2006-10-06 klockan 11:19 skrev Richard Baxter:
> Regarding the scrolling of a page via the middle mouse button. Not every PC
> running linux has multiple buttons on their Xorg CoreCursor - and I do not
> think Evince should assume they do. I would therefore argue:
> 1) Evince should be (and appears to be upon first impression) designed for
> all X Windows Linux users (the days of 1 keyboard, 1 mouse, and 1
> workstation are gone - I can assure everybody here) and
While Evince runs fine without a Gnome desktop, Evince is targetted at the
Gnome desktop environment. This means we follow Gnome standards and
guidelines, not "general ad-hoc principles that happen to be applicable to
the X Window System".
Regarding the middle mouse button not present on all mice: the primary way
of scrolling is by using scrollbars.
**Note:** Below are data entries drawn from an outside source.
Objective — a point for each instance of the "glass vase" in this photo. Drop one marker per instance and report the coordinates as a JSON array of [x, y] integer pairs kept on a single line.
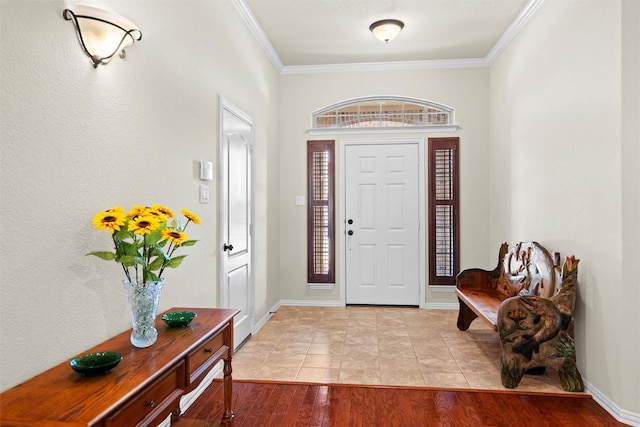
[[143, 301]]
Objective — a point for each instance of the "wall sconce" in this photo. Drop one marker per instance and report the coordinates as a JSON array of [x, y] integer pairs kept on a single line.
[[102, 34], [387, 29]]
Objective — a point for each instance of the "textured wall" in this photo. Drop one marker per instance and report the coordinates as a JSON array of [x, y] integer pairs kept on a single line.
[[564, 166], [77, 140]]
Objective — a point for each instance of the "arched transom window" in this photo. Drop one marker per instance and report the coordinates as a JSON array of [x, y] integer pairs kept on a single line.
[[384, 112]]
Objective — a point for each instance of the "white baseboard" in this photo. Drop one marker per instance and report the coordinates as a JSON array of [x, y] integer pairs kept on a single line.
[[442, 305], [266, 317], [619, 414], [311, 303]]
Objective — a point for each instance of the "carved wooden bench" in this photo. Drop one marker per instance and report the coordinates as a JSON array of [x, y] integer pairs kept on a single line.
[[529, 299]]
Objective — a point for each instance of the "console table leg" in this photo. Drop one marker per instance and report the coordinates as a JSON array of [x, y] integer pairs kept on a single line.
[[227, 384]]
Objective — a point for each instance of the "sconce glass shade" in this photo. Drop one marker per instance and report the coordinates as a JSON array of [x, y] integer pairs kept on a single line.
[[387, 29], [102, 34]]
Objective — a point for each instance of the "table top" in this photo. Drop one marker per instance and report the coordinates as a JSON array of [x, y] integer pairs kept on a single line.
[[62, 395]]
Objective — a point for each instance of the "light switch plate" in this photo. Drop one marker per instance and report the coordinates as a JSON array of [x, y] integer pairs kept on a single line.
[[206, 171], [204, 193]]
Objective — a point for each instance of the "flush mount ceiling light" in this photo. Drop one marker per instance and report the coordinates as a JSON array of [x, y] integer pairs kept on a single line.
[[102, 34], [387, 29]]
The "middle-drag feature" is just an
*additional* way to scroll, not the primary way. I don't see the problem
with it not being available on all desktop setups.
> 2) Evince should allow Adobe Reader users to easily migrate (once Linux
> developers have the market share - then they can start to redefine user
> interface standards for common apps)
Perhaps we should also add a button with "click here for commercial crap on
the web" text on the toolbar (which cannot be removed). Additionally, we
should place a menu on top of the right scrollbar for greater interface
discoverability. And, of course, we should add a splash screen showing which
libraries are being loaded on startup, since this is very useful information
for the user. [1]
> Thanks again everyone for your great development - Evince far exceeds Adobe
> Reader in its ability to efficiently render complex PDFs.
I highly doubt that, but I agree that Evince is waaaaaay better than
Adobe Acrobat for your document viewing pleasure.
mvrgr, Wouter
[1] Just joking. I think you suggestion is nonsense.